Reputation: 63
I'm working on the spam filter and in files, I've got also emails in HTML, so there are parts such as:
br></font><br><br><br><br><br><br><br><br><br><br><br><br><br=
><br><br><br></font></p></center></center></tr></tbody></table></center></=
center></center></center></center></body></html>
I'm ignoring them the way:
if word[0] == '<' or word[len(word)-1] == '>':
But there are still parts passing into mi dictionary. I was searching for some way how to ignore these words, but with no success. Is there some library in python solving this problem or do anybody knows more efficient way to code it?
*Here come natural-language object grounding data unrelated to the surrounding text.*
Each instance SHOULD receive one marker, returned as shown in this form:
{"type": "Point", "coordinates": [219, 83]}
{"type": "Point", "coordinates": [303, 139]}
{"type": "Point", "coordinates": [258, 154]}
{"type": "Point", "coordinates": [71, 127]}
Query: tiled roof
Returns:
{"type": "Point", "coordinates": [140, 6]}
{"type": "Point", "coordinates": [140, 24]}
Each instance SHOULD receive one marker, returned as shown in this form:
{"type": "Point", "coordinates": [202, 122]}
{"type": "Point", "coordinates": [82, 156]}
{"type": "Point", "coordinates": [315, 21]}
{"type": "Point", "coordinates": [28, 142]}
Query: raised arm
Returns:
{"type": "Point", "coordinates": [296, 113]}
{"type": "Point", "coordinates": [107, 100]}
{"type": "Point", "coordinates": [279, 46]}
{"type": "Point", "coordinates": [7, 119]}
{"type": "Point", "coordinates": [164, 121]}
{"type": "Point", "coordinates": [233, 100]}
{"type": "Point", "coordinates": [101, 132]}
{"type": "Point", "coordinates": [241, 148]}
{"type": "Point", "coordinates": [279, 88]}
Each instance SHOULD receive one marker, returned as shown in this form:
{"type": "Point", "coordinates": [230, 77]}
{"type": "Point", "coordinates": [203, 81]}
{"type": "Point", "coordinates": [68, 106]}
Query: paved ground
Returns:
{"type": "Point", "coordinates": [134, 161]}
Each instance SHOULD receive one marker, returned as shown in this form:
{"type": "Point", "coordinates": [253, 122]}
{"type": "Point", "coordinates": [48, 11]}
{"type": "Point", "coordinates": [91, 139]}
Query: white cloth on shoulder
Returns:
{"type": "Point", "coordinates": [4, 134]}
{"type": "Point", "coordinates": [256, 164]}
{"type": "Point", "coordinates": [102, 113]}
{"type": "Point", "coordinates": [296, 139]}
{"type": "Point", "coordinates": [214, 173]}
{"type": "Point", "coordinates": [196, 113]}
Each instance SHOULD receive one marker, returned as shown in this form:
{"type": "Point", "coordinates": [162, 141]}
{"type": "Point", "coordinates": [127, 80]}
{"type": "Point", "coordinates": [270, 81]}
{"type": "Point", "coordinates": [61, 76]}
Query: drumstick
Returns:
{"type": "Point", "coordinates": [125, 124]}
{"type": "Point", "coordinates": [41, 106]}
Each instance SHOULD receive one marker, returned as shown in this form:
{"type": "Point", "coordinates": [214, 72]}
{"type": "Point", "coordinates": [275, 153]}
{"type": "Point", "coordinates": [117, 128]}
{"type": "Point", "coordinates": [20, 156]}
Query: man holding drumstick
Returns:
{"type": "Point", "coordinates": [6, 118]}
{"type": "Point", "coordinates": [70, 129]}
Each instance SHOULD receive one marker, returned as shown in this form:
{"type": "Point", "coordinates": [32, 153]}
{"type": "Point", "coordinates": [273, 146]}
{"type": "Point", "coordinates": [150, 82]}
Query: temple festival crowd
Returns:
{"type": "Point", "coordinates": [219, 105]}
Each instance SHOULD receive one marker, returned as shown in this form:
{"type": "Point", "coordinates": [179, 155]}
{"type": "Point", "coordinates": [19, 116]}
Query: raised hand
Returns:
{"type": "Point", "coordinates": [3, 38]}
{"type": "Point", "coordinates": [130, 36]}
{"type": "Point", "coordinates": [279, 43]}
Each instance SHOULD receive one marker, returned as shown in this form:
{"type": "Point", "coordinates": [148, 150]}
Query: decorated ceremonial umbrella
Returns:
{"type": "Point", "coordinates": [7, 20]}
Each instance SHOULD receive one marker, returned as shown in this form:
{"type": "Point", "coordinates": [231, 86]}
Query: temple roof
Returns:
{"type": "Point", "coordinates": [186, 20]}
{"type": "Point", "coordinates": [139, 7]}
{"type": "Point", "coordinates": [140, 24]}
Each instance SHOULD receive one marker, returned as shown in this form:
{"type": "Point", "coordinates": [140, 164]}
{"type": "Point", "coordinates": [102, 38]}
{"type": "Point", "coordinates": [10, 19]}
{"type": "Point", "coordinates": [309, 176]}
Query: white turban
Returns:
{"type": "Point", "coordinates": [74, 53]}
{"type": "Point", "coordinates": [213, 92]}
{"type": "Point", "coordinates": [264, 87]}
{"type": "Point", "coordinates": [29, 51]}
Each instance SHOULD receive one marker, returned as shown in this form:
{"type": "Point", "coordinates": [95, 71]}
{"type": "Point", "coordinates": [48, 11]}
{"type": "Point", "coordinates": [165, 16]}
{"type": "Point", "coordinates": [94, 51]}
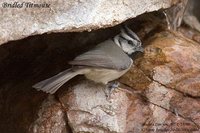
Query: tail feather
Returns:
{"type": "Point", "coordinates": [52, 84]}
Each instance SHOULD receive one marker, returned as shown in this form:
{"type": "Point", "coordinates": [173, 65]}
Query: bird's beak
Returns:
{"type": "Point", "coordinates": [141, 49]}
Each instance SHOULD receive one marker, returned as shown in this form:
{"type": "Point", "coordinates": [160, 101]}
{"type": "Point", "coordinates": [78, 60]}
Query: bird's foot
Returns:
{"type": "Point", "coordinates": [110, 88]}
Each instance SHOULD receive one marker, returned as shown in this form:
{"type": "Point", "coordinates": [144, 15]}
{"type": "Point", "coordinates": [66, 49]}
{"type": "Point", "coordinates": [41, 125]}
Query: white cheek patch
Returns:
{"type": "Point", "coordinates": [127, 48]}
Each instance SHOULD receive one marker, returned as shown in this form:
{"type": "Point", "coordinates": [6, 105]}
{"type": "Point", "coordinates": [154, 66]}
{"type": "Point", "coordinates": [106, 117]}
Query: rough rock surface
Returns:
{"type": "Point", "coordinates": [67, 16]}
{"type": "Point", "coordinates": [159, 94]}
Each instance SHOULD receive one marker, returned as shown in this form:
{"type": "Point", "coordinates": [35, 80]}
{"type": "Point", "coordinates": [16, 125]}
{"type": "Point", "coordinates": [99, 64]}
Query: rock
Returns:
{"type": "Point", "coordinates": [51, 118]}
{"type": "Point", "coordinates": [90, 110]}
{"type": "Point", "coordinates": [171, 63]}
{"type": "Point", "coordinates": [73, 15]}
Right now I read words like:
mail_words = {}
with open(email, 'r', encoding='utf-8') as file:
text_of_mail = file.read()
words = text_of_mail.split()
words = [w.translate(str.maketrans("", "", "0123456789”#%&\’()*+,-./:;=?@[\\]^_`{|}~’")) for w in words]
for word in words:
if word == '' or word == ' ' or word == '\n' or word[0] == '<' or word[len(word)-1] == '>':
pass
elif word not in mail_words:
mail_words[word] = 1
else:
mail_words[word] += 1
Appreciate
Upvotes: 1
Views: 37
Reputation: 51643
Instead of using maketrans - use the builtin lightweight html parser:
from html.parser import HTMLParser
class MyHTMLParser(HTMLParser):
"""Adjusted from https://docs.python.org/3/library/html.parser.html"""
data_set = set()
def handle_starttag(self, tag, attrs):
print("Encountered a start tag:", tag)
def handle_endtag(self, tag):
print("Encountered an end tag :", tag)
def handle_data(self, data):
print("Encountered some data :", data)
self.data_set.add(data)
parser = MyHTMLParser()
# well formed html example
parser.feed('<html><head><title>Test</title></head>'
'<body><h1>Parse me!</h1></body></html>')
print(parser.data_set)
Output:
Encountered a start tag: html
Encountered a start tag: head
Encountered a start tag: title
Encountered some data : Test
Encountered an end tag : title
Encountered an end tag : head
Encountered a start tag: body
Encountered a start tag: h1
Encountered some data : Parse me!
Encountered an end tag : h1
Encountered an end tag : body
Encountered an end tag : html
{'Test', 'Parse me!'} # parser.data_set content
You would use it like so:
parser = MyHTMLParser()
with open(email, 'r', encoding='utf-8') as file:
parser.feed(file.read())
print(parser.data_set)
You then postprocess the resulting set - f.e. by
# remove entries consisting purely out of whitespaces \t \n etc.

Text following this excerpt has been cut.